Были, однако, времена, когда эта земля была охвачена пламенем. Древний бургундский город... Три горделивые церкви с остроконечными готическими башнями из белого камня, покрытого бронзовым налетом и источенного временем, как ржавый панцирь, – церкви, чьи силуэты воинов Христовых высятся над змеящейся рекой; их безголовые, выстроившиеся в ряд статуи святых; их разбитые, как бы в сгустках запекшейся крови, окна; сокровища собора, ковры Гаруна и тяжелые драгоценности императоров Карла, сына Карла, отцов и дедов Карла; развалины стрельчатых башен и крепостных стен времен английского владычества-все говорит о былой могучей жизни, об алой крови, о золотом посохе знаменитых епископов, об эпических сражениях, о Герцоге, о Короле – о королях (который из них настоящий?), о том, что здесь побывали войска Орлеанской девственницы.

Теперь улицы пустынны. Среди стен городских домов с узкими проемами дверей, поднятых на одну ступеньку и запертых на крепкие запоры, можно издали услышать гулкий шаг прохожего, неторопливо идущего по старой мостовой, а в небе – крики грачей, в своем тяжелом лете обводящих черным ореолом церковные башни.

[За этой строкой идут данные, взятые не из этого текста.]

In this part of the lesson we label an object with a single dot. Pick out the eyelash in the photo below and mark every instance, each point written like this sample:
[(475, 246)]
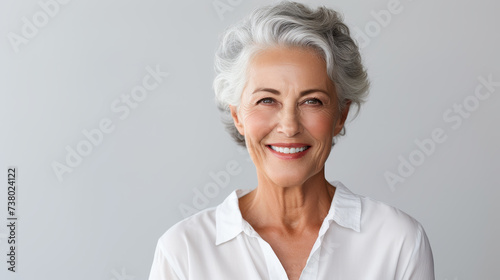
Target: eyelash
[(318, 102)]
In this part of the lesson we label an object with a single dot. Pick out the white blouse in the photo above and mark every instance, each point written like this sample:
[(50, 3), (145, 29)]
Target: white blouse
[(360, 239)]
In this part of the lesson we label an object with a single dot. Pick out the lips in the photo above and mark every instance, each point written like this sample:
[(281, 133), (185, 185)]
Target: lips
[(288, 150)]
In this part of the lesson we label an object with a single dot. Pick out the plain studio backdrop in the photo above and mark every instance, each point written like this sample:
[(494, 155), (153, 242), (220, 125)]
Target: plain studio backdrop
[(108, 113)]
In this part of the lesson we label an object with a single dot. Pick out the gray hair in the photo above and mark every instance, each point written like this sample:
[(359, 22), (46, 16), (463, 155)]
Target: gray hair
[(288, 24)]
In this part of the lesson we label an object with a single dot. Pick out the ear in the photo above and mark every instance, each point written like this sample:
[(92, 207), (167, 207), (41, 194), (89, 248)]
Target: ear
[(343, 116), (237, 123)]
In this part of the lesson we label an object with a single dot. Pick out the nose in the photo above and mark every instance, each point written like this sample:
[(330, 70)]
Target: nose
[(289, 121)]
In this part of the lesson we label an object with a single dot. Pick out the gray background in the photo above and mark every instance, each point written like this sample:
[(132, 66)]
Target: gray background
[(102, 220)]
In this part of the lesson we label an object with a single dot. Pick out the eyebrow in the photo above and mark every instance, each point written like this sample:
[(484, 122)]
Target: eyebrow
[(302, 93)]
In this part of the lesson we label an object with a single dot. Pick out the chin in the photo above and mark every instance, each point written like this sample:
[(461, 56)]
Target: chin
[(288, 180)]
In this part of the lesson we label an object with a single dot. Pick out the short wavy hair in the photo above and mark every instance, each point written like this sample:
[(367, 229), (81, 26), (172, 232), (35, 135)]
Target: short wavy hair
[(288, 24)]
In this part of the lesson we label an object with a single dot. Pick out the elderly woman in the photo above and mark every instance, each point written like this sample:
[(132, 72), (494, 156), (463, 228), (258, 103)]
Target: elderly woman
[(287, 77)]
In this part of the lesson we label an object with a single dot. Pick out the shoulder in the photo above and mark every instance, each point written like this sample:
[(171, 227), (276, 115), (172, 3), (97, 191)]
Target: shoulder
[(381, 218), (190, 231)]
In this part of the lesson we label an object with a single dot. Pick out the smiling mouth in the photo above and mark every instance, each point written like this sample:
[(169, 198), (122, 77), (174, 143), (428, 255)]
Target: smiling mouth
[(287, 150)]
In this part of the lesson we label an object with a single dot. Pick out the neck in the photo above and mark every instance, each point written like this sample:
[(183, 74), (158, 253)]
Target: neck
[(292, 208)]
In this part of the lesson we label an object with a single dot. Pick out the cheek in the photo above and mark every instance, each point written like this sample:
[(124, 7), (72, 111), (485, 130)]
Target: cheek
[(320, 124)]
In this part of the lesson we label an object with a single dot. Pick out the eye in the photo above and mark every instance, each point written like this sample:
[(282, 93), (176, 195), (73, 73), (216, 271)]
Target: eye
[(266, 101), (313, 101)]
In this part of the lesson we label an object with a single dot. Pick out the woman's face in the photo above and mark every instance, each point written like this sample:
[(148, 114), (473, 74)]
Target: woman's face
[(288, 115)]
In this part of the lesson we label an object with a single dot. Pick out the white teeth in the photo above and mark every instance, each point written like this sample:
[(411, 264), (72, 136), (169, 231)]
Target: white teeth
[(289, 150)]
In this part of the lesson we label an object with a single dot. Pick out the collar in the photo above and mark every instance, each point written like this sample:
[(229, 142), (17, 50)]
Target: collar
[(345, 210)]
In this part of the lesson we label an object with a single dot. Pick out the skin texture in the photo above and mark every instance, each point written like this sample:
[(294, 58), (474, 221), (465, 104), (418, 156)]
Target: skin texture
[(288, 98)]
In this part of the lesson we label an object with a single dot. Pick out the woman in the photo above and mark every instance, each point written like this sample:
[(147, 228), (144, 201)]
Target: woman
[(287, 76)]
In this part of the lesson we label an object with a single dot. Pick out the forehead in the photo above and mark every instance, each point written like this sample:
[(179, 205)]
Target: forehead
[(288, 66)]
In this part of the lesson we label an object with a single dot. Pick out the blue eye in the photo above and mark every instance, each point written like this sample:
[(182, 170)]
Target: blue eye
[(266, 100), (313, 101)]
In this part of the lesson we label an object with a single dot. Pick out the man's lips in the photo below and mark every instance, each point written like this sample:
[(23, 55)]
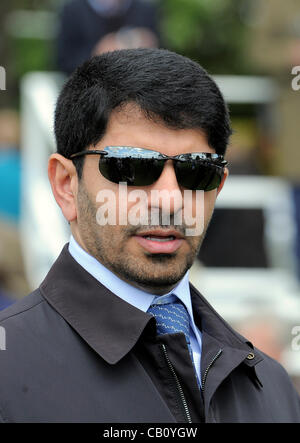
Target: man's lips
[(160, 242)]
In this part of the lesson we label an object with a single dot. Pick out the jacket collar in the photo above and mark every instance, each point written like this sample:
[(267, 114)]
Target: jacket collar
[(112, 326)]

Раса вымирает. И блаженствует. Места у нее достаточно. Земля богата соками, потребности удовлетворены, стремления ограниченны. Беспокойные искатели счастья из поколения в поколение отправлялись на завоевание Парижа. Оставшиеся находят, что им стало просторнее. Постель свободна: ворочайся сколько хочешь. После войны простору будет еще больше. Она берет сыновей. Но не всех. А беспокоиться заранее – для этого не хватает воображения. Между тем трезвый рассудок уже прикидывает, велики ли выгоды.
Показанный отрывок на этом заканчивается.